As Apple and Liz got ready for bed, Jenny climbed to her loft bed and retrieved the pamphlet about the Gathering in West Virginia. She laid it on the coffee table and sat on the plastic covered sofa, looking at it. Liz came over and leaned over the back of the sofa to look too.
Huh, Liz said. I’ve heard those Rainbow Gatherings are a lot of fun. I’ve never been to West Virginia. If you don’t count drive-throughs.
I don’t, said Jenny.
Liz took the pamphlet and gave it to Apple. Could be just what you need, said Liz.
I don’t need anything, said Apple, but she held the pamphlet in her hand, and turned it over, reading the back.
May you always be all ways free.
* * *
In the morning, in the sun room, Liz and Jenny studied Liz’s trucker’s atlas. Apple stood at the sink doing dishes, watching them through the pass-through. Liz told Jenny how the odd highways go north-south and the even ones go east-west. Then she told Jenny about the best places to stand, what to wear, and gave her different points of view on the question of sign or no sign.
But really, women hitchhiking cross country, said Liz, I don’t think we’ll have any problems getting a ride.
Apple turned the water off and wiped her hands on her jeans. She got a pack of cigarettes from under one of her larger potted cacti, took one out, and leaned over the stove, lighting the cigarette on the front burner.
Shit, said Liz. Now it’s serious.
For someone who’s not interested, you sure seem interested, said Liz.
Even if I was, I could never get the time off from work, Apple said. How long are we talking anyway?
Liz took the cigarette from Apple and took a long drag.
Jenny studied the map. It’s just over two thousand miles, said Jenny, from here to where the Gathering will be.
Figure four days to get there, just to be on the safe side, said Liz, giving the cigarette back to Apple, a week there, maybe more, four days back for you guys. Three weeks?
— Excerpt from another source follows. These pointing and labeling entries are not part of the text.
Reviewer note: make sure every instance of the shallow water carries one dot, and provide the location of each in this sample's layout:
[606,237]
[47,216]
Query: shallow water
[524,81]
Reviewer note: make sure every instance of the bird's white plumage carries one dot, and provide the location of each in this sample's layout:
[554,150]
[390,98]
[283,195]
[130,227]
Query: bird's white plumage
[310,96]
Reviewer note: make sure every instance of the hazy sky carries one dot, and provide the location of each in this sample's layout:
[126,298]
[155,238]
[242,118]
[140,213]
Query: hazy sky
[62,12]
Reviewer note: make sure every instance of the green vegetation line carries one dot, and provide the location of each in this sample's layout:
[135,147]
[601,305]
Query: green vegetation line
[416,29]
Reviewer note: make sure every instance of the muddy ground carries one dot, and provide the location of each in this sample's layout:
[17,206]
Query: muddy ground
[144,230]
Jenny and Liz looked at Apple, who was leaning against a wall, smoking.
Apple was twenty-seven, which was starting to feel like it might as well be thirty. She basically liked her job at the nursing home. There was a resident called Tiny who was very large and who would talk only to her, telling her each day the same story of how he and his brother had built a log cabin with their own two hands, how it was the thing he was most proud of in the world. The other nurses had dark senses of humor like hers, and when the residents were hateful or spiteful or messy, there was whiskey in paper cones to take the edge off. But there was also the snotty doctor from Tucson who talked to her like she was a child, always telling her she was doing the wrong thing. There was also the break room, painted salmon, just a white collapsible table and a sink full of perpetually dirty coffee mugs with words like Cisplamin and Actpran printed on them and dirty spoons all with the same dark drop of coffee pooled in the head. And there was Greg, who’d told her there was no inch of her body that wasn’t like divine worship, and then asked for his VCR back.
I’ve never seen the ocean, said Apple. Could we go to the ocean first?
Definitely, said Liz. We can go anywhere you want.
Okay, said Apple, her body buzzing from the nicotine. Okay.